Aug 17, 2007 17:51
So, I was looking at photos on facebook and I realized something: My hair is never blonde at my birthday. My 19th it had just been stripped of the scary black and was a fairly nice brown; for my 18th it was pretty lame and ugly, but still brown. I know that my 16th (at least for the party) it was an interesting shade of reddish brown. I have no idea what color it was senior year, but I'm guessing brown based on precedent. So that's interesting. I'm a brunette in winter.
That was just a random observation. And here's some more:
This is the only place in the world that anyone can ever say, "You're very beautiful, would you like to go to monaco with me?" Seriously, in what world is that a pick-up line? Nicoise men apparently enjoy inviting women to Monaco. I don't know why; I didn't think Monaco was that great (although that may be related to my losses at Monte Carlo). It would be less weird if I hadn't been invited to Monaco three times by three equally creepy older guys. Alas, this is France.
The book "French Women Don't Get Fat" is full of lies. There need only be a pamphlet explaining why French women are skinny. That pamphlet would have a picture of the landscape of this lovely country, and it would say quite simply, "French women don't get fat because they spend half their lives walking up these absurd hills." I now have leg muscles to rival a female hockey player. It's scary.
Indian food is better in England. (DUH!)
I know Jews think they're the chosen people, and Israel is special and whatnot, but....... America is the promised land. Because we have good air conditioning. That's all.
You forget about lack of air conditioning, though, when you get handed a wine list. And never get carded.
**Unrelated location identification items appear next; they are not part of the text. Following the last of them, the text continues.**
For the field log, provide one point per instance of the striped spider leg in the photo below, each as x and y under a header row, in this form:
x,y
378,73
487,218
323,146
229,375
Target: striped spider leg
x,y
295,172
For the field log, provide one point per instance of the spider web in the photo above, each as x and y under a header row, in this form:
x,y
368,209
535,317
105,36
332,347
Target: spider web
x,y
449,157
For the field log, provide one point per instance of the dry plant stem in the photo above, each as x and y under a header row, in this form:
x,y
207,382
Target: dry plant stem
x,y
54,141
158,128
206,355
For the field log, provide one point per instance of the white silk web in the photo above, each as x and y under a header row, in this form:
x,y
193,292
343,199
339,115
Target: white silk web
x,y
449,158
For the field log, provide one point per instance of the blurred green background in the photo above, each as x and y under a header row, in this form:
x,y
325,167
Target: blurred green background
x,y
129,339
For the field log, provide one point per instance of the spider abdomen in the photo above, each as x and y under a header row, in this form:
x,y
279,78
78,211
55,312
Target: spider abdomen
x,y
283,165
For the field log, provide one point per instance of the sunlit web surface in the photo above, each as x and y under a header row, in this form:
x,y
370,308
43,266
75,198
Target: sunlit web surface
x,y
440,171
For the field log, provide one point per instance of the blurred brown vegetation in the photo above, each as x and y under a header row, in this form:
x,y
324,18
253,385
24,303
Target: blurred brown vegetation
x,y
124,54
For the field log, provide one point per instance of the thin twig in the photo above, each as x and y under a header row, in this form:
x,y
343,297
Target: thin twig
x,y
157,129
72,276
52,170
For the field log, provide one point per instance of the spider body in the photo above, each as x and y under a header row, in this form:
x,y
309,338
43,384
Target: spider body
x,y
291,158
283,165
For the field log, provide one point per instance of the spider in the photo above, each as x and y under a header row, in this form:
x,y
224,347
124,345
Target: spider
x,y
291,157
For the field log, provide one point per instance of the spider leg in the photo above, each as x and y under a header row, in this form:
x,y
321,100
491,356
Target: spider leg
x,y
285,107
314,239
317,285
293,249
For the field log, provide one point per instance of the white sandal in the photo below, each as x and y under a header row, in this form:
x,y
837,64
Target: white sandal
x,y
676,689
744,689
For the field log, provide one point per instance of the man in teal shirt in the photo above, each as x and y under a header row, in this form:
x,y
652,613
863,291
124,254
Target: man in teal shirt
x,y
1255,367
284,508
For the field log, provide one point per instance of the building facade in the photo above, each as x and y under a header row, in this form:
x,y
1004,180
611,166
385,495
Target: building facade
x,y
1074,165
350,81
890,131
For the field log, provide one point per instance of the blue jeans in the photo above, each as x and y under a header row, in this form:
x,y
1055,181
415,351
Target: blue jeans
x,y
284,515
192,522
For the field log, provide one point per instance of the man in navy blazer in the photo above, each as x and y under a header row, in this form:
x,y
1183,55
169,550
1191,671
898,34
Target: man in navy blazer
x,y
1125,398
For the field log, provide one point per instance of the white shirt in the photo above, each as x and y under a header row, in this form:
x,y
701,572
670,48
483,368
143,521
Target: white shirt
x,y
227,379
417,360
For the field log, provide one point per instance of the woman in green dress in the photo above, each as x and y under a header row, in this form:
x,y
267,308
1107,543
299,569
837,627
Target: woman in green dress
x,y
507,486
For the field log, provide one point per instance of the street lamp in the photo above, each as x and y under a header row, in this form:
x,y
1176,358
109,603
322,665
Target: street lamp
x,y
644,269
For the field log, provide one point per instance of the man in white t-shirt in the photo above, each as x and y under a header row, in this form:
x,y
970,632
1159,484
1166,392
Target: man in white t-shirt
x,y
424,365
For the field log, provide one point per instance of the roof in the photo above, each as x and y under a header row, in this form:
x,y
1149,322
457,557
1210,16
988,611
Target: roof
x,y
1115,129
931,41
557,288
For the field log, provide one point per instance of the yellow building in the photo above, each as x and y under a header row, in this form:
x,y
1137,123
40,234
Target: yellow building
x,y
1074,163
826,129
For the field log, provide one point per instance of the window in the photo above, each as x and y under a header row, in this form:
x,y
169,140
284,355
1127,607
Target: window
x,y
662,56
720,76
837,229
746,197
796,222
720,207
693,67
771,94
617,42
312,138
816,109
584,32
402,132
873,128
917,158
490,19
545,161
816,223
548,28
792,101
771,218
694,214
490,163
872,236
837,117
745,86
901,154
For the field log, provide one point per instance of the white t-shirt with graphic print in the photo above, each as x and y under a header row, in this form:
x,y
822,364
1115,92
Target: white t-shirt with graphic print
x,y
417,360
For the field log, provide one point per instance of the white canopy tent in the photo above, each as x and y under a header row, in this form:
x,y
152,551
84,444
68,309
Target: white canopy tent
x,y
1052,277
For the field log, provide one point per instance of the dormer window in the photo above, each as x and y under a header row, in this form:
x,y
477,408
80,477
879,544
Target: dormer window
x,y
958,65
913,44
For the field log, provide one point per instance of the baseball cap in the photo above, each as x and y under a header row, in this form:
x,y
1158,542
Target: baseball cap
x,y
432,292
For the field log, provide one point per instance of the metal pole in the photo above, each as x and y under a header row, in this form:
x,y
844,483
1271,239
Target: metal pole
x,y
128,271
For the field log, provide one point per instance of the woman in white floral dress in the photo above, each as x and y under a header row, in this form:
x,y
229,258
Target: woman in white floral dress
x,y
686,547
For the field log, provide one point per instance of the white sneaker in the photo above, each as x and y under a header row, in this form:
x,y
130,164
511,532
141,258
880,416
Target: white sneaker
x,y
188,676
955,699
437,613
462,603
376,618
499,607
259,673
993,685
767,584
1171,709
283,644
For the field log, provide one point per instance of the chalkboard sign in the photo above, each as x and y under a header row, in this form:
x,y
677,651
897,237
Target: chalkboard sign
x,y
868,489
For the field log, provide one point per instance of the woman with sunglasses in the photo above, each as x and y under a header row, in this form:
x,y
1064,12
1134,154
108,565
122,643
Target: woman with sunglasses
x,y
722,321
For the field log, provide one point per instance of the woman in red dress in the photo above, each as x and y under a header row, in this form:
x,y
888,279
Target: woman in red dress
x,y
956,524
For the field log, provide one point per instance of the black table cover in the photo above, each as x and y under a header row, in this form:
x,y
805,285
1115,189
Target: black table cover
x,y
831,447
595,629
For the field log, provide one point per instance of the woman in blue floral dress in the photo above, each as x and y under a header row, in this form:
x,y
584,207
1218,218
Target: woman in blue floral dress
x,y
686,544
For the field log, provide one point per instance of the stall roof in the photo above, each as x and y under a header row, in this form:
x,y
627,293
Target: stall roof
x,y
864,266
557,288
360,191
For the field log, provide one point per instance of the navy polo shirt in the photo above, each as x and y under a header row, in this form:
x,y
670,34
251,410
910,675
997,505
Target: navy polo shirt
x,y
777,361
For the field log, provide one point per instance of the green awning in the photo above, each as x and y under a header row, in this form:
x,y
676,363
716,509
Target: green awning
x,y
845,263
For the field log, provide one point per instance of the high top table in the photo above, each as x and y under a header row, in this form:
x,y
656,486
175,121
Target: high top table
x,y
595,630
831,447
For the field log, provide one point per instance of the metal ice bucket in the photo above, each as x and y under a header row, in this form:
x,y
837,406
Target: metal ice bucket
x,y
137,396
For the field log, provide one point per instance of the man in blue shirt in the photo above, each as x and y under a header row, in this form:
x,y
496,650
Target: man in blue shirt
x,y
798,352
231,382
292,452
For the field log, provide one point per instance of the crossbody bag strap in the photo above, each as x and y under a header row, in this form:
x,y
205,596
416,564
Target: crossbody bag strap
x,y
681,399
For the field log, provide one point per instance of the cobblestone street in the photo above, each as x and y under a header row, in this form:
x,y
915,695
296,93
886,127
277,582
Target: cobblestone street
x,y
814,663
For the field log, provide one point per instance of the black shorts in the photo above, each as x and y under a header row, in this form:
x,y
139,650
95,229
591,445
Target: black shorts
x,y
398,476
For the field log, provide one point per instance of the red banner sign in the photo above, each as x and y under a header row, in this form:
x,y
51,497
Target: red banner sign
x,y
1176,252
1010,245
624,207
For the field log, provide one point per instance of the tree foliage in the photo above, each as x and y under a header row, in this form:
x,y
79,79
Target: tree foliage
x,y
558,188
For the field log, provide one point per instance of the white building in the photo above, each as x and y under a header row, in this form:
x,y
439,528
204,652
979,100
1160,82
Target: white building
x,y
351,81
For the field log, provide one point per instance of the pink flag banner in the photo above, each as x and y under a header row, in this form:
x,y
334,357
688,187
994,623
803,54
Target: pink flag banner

Or when you do tequila shots.
Or absinthe.
Hopefully Nick will come visit at Christmas, and we can get our AWESOME matching tattoos. (Please don't comment on the matching tattoos thing. I know it sounds utterly retarded, but they won't really be identical. Just the idea is the same, and the meaning. FRANCE.)
I really would love this muscle in my calf to stop aching. It's sort of killing me.
Oh, and I have the most amusing sunburn ever. It's hot. It's the a farmer's tan, but backwards. I look like I wore a tube top and arm warmers. So stupid. Oh well... Shit happens, especially in FRANCE.
I'm really excited to come home, but I know I'll be missing France in like three days. (Sixteen days at the most...since that's when school starts. FUCK.)